Farm Infrastructure and Financing
In addition to better connecting our local farms to the wholesale market, LEP is focused on systemic infrastructure needs to support our local food and farm economy. Although our food hubs report did not recommend building a centralized food hub in the Hudson Valley, there were a number of other infrastructure needs our research uncovered. More than 80 percent of Hudson Valley farms have on-farm infrastructure needs and there are several key product sectors, such as specialty dairy, meat, grains, and fresh cut produce that could grow with expanded processing capacity in the region. To fill these critical infrastructure gaps, we learned there is a need for matching local businesses to new sources of capital.

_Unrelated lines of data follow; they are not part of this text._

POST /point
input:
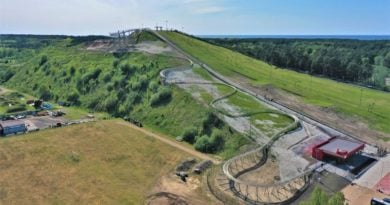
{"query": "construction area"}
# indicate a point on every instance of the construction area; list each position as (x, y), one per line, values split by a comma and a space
(290, 157)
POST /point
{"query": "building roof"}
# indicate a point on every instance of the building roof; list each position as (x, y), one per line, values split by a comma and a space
(341, 148)
(10, 123)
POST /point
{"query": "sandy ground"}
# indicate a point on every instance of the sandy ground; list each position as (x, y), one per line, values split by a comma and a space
(342, 122)
(357, 195)
(151, 47)
(170, 190)
(375, 173)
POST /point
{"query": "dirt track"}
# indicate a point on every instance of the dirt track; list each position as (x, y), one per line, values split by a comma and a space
(172, 143)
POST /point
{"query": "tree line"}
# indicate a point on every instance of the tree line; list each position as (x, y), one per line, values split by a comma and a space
(363, 62)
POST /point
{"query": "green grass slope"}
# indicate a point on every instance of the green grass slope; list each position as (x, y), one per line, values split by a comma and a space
(374, 107)
(95, 163)
(126, 84)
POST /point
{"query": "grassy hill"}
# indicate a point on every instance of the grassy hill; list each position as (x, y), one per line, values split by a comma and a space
(374, 108)
(95, 163)
(61, 68)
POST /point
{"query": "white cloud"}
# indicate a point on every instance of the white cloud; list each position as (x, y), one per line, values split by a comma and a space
(210, 10)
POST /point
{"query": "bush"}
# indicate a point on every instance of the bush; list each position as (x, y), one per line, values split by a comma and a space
(73, 97)
(210, 144)
(17, 108)
(318, 196)
(209, 122)
(115, 63)
(153, 86)
(189, 135)
(5, 75)
(43, 60)
(202, 144)
(44, 93)
(127, 69)
(162, 96)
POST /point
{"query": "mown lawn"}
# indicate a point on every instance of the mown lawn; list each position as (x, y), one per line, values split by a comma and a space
(374, 108)
(95, 163)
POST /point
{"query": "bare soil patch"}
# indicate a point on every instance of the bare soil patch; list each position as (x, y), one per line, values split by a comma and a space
(348, 124)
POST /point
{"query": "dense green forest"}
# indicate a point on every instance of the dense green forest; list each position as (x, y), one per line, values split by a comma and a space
(125, 84)
(361, 62)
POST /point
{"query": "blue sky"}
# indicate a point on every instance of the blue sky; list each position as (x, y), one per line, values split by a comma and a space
(81, 17)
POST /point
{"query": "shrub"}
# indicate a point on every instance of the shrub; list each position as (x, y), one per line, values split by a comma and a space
(16, 108)
(115, 63)
(73, 97)
(127, 69)
(202, 144)
(189, 135)
(72, 71)
(44, 93)
(153, 86)
(43, 60)
(162, 96)
(210, 144)
(5, 75)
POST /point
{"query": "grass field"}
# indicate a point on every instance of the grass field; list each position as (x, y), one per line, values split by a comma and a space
(373, 108)
(94, 163)
(12, 101)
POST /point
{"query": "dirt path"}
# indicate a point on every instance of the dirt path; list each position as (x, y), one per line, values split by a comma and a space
(3, 90)
(172, 143)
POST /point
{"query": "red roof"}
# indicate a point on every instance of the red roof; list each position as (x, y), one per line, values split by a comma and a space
(341, 148)
(10, 123)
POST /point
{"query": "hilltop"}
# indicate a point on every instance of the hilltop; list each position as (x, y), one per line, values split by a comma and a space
(361, 111)
(120, 77)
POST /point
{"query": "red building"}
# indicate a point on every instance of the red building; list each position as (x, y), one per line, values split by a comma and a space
(336, 147)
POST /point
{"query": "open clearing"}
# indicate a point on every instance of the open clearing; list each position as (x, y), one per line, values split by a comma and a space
(339, 99)
(94, 163)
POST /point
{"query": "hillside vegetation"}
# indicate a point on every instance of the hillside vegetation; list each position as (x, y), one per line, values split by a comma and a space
(363, 62)
(370, 106)
(126, 84)
(95, 163)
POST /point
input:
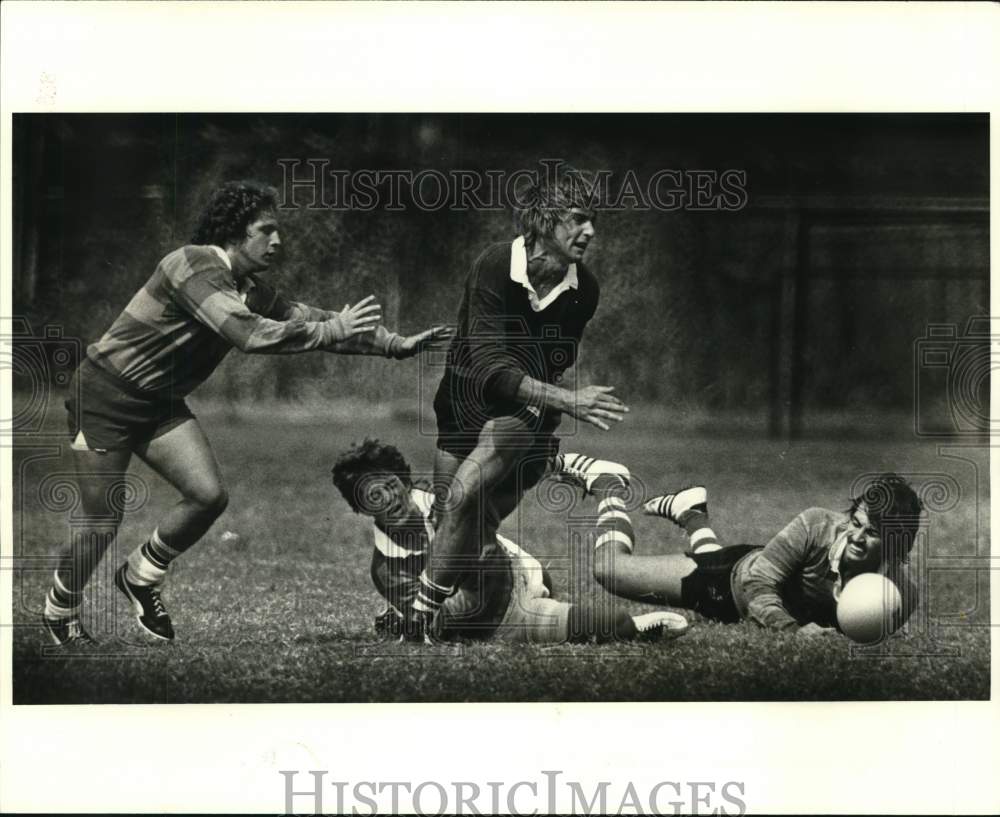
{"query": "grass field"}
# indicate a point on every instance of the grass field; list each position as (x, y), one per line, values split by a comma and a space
(282, 612)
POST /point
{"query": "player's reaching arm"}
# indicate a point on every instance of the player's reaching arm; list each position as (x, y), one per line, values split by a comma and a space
(780, 559)
(267, 324)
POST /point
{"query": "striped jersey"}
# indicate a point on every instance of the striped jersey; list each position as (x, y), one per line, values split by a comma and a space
(178, 328)
(795, 578)
(475, 608)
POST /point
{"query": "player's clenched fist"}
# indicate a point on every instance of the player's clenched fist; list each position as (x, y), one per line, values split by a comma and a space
(597, 406)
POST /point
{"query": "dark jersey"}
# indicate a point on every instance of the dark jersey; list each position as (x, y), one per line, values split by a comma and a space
(505, 333)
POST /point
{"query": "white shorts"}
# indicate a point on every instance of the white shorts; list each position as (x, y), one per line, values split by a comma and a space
(532, 617)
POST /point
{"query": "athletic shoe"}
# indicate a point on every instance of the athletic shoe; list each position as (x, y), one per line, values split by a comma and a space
(583, 470)
(389, 623)
(419, 627)
(660, 624)
(675, 506)
(67, 631)
(149, 610)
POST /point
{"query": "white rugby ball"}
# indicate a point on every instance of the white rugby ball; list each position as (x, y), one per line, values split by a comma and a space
(870, 608)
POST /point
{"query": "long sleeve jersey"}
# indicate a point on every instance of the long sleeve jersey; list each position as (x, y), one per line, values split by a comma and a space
(505, 333)
(178, 328)
(795, 578)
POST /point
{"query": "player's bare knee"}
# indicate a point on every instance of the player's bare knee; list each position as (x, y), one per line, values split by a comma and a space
(605, 558)
(210, 500)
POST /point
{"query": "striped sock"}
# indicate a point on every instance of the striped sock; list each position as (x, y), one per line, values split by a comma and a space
(431, 595)
(614, 527)
(701, 536)
(148, 563)
(60, 602)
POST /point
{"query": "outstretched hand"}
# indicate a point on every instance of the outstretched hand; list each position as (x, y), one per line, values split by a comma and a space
(415, 344)
(597, 406)
(812, 629)
(363, 317)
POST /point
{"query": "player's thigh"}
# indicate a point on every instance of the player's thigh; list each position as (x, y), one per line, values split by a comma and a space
(505, 498)
(101, 480)
(446, 466)
(656, 578)
(183, 456)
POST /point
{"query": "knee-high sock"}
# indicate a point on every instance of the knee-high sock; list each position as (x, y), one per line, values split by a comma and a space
(148, 563)
(701, 536)
(599, 623)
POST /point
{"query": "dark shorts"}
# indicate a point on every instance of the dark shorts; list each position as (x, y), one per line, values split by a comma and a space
(708, 590)
(529, 433)
(113, 415)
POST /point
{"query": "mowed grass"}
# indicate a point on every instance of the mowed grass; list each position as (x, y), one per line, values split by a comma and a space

This past year, LEP began to explore in more depth the gaps in financing local food infrastructure. We commissioned a research project that included interviews with key stakeholders in the investment community, including banks, foundations, financing programs, and private investors. The findings are summarized in a white paper entitled Financing a Better Food System in the Hudson Valley, by Sarah Brannen and Karen Hiniker Simons. One of the key findings from the report is that many local food and farm businesses are not investment-ready and would benefit from business assistance. This finding echoes a similar one from our food hubs study, which is that most farms and local food businesses desire assistance with business planning. LEP is therefore supporting the Incubator Without Walls program at the Hudson Valley Agribusiness Development Corporation. This program assists local businesses with a suite of technical assistance services.
To further address the gaps in local food system infrastructure, LEP will be exploring the creation of an innovative new program to begin deploying patient capital in the Hudson Valley. This program will actively be seeking investment opportunities to develop local infrastructure on farms and throughout the food system. We look forward to sharing more about this exciting new program in the coming months as it develops.
Promising Local Food Sector: Grains
Another project at LEP this past year focused on one of the four promising food sectors for the Hudson Valley: grains. As we learned during our food hubs research, there is a niche but growing market for small, local grains. Artisan bakers, farm breweries, and farm distilleries are seeking varieties of wheat, barley, rye, and ancient grains as the next frontier in the local food movement. LEP commissioned a research project last year to better understand the barriers to growing the grain sector in the Hudson Valley and potential strategies for addressing them. The research project culminated in a convening in August and a white paper entitled Reviving Grain in the Hudson Valley, by Sarah Brannen. As a result of the research and convening, LEP launched a new, three-year project at the Farm Hub with Cornell University, Cornell Cooperative Extension, and local grain producers to test grain varieties. The project will also work with local processors to test the flavor and usability of different grains that could be grown in our region. We hope this will be the first step in catalyzing growth in the local grain sector.
We thank our partner organizations for their invaluable input, and we look forward to continued collaborative endeavors.